Our Operant Behavior
In some ways operant behaviors are the most important of all of our behaviors. We will therefore discuss operant behavior first. A good general way to identify which of our many behaviors is operant is to identify its physiological roots. Operant behavior is influenced by our central nervous system (our brain and spinal chord) and it is executed by thinking and/or by moving. This may sound simple, but of course, it is not. We use movement to talk, write, send email, to make and rear children, and to make war, etc. Movements require the use our skeletal (striped) muscles, which involves so much of our operant behavior.
The Simple Contingency
A simple contingency (con-tin-gin-see) only specifies that one thing must happen (a specific behavior) before another thing happens (a consequence). It includes only a behavior and a consequence.
So, for example, if you want the door to open, you must turn the knob and pull or push. If you want a home loan you must select a mortgage company and make-out an application. The door is likely to open and the loan likely to be granted, contingent upon your doing the appropriate behavior. Similarly, a child may learn to make a polite request because that gets him what he wants. Or, a child may learn to throw a temper tantrum because that gets him what he wants.

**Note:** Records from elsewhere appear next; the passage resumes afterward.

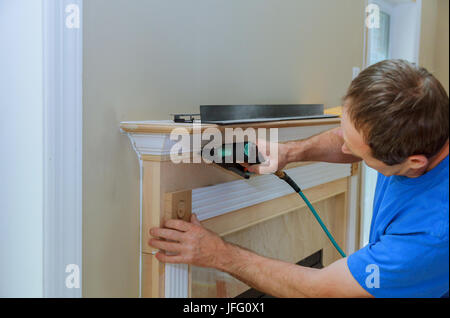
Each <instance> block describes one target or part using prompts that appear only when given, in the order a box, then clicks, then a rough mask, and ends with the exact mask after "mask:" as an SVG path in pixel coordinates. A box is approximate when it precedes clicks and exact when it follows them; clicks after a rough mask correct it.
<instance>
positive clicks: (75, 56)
mask: <svg viewBox="0 0 450 318" xmlns="http://www.w3.org/2000/svg"><path fill="white" fill-rule="evenodd" d="M82 5H83V0H70V1H69V0H44V1H43V39H44V46H43V48H44V49H43V59H44V61H43V62H44V63H43V65H44V67H43V68H44V69H43V74H44V85H43V87H44V167H43V168H44V220H43V224H44V243H43V245H44V246H43V249H44V267H43V271H44V273H43V274H44V275H43V277H44V284H43V285H44V293H43V294H44V297H81V277H82V276H81V268H82V128H83V125H82V69H83V64H82V52H83V51H82V28H81V20H82V19H81V13H82ZM66 270H67V272H66ZM66 283H67V284H66Z"/></svg>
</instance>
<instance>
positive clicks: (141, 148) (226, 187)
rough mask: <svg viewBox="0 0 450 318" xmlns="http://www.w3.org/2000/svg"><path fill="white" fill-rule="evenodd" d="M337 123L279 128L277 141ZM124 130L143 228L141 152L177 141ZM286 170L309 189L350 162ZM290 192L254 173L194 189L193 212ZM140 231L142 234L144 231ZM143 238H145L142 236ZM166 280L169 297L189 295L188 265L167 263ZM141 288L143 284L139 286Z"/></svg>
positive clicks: (157, 123) (153, 135) (206, 209)
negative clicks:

A more complicated contingency involves three separate things. This is called the three-term-contingency and it involves 1. the situation or events that happen before a behavior, 2. the behavior, and 2. the consequence. Operant behavior takes place in the real world in countless fluid ways. But all operant behavior can easily be seen in this before, behavior, and after context. From birth to death we are immersed in a universe of three-term-contingencies. Again, the three parts to the world of our operant thoughts and actions are.

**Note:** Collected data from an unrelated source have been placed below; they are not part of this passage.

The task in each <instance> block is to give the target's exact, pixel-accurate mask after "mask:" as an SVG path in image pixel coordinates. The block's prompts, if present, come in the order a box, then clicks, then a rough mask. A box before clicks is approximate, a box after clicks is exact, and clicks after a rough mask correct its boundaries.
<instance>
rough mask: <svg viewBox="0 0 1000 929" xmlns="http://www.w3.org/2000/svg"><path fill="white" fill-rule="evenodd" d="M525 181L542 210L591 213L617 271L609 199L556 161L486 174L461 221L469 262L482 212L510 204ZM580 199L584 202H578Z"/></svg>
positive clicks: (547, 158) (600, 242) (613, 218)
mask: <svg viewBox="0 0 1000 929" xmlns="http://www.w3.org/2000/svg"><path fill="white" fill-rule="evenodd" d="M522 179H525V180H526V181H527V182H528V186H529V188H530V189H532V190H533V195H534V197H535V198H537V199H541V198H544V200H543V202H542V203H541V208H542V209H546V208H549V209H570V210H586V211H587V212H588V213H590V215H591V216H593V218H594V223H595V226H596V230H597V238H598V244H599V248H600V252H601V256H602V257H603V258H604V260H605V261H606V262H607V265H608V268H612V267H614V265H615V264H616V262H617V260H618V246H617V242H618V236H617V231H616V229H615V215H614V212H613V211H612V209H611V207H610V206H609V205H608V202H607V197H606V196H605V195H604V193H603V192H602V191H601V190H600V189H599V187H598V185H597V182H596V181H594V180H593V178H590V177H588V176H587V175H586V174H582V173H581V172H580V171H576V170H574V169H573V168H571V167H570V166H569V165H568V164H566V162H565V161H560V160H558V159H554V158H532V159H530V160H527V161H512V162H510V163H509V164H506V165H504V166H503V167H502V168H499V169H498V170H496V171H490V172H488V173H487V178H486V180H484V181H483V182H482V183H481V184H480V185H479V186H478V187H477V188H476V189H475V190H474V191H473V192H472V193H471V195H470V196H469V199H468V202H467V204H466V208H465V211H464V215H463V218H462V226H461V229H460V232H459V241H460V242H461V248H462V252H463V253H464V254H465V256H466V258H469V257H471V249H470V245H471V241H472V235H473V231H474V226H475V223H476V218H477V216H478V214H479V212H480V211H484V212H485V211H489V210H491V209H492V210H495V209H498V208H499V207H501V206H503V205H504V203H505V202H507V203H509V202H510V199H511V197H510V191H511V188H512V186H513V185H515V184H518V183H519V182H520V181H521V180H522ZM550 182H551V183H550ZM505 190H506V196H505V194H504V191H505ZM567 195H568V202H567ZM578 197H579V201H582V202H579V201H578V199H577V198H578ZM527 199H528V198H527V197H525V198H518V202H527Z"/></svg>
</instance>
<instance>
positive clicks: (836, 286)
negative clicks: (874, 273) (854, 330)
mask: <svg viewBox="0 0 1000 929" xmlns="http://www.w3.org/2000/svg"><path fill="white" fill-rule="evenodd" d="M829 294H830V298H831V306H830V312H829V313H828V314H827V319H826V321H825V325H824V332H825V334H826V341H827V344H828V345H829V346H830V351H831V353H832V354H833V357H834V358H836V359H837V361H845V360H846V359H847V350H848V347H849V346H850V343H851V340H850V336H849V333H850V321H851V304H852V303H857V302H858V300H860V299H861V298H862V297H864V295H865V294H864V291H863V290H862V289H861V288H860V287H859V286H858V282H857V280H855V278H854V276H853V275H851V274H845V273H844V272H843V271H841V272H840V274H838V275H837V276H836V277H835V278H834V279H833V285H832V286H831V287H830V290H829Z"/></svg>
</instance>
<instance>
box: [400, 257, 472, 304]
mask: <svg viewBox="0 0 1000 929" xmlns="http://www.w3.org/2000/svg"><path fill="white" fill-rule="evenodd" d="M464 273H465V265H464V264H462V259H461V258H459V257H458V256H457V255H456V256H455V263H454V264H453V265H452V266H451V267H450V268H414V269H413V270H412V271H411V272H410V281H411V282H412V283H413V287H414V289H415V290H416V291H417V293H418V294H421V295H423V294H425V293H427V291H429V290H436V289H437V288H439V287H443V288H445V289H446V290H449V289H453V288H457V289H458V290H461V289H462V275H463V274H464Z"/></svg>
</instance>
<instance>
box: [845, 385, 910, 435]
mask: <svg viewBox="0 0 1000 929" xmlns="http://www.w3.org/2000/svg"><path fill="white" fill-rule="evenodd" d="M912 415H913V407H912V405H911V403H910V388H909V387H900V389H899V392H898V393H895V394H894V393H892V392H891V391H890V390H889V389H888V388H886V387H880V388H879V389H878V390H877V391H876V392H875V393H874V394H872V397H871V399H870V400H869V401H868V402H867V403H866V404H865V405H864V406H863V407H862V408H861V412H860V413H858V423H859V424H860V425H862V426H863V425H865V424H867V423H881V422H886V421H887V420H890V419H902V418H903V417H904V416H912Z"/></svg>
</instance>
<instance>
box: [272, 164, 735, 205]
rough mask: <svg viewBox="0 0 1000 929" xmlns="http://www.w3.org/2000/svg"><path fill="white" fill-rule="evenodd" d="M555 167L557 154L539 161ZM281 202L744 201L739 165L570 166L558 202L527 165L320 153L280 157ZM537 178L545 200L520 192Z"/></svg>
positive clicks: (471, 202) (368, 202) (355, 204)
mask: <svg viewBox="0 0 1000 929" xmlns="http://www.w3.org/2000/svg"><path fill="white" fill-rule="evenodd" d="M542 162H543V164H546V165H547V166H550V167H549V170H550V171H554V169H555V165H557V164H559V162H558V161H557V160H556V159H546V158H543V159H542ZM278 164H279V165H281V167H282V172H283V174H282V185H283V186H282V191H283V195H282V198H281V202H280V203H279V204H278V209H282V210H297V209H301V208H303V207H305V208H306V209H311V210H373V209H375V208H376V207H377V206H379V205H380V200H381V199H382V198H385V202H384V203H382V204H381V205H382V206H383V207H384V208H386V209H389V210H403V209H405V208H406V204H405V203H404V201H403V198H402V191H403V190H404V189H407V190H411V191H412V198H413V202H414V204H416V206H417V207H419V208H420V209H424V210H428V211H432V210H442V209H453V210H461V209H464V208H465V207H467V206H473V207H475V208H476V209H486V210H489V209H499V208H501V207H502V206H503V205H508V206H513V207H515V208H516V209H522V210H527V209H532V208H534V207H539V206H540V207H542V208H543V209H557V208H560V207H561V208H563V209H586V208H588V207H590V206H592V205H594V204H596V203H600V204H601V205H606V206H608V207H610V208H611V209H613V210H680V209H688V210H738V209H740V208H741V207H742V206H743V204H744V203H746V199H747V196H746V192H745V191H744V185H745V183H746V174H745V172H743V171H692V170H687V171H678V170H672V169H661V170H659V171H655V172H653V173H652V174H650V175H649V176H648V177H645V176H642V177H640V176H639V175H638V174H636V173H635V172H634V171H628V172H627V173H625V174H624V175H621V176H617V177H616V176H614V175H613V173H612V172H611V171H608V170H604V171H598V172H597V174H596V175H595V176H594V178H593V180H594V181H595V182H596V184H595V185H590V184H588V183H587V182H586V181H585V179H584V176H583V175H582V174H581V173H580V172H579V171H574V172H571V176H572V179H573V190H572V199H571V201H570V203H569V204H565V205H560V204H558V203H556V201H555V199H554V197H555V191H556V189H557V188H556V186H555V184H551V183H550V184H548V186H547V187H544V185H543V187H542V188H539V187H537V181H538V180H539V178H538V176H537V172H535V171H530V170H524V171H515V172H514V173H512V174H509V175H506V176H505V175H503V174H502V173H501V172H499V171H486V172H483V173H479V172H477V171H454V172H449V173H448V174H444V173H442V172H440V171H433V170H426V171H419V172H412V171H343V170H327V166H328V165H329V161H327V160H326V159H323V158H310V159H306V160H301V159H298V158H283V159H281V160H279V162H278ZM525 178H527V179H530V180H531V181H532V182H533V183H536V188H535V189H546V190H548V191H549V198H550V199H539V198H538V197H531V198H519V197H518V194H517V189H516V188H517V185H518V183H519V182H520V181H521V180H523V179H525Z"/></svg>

1. The stimuli or cues from our environment that precede our actions.
2. Our specific behaviors or actions in the presence of those stimuli or cues.
3. The consequences of our actions that may strengthen or weaken the probability that we will do those actions again in the future.
Human operant behavior changes as its physical and social environment changes and as the consequences of behavior change. We should not miss the fact that normally the most skilled sailors live by the sea, the best trackers and hunters live in the forest, and the best mountain climbers live in the mountains. When people in these environments behave effectively they are rewarded: they eat well and prosper. If they fail to do so, they may perish.
It took a detailed scientific analysis, based upon E. L. Thorndike’s (1987) Law of Effect, to understand and appreciate how the environment shapes our behavior into complex bundles of actions that are both common among most everyone and also those that are unique to each of us. The law of effect relates to operant behavior and, as you may recall, it simply states that consequences control operant behavior.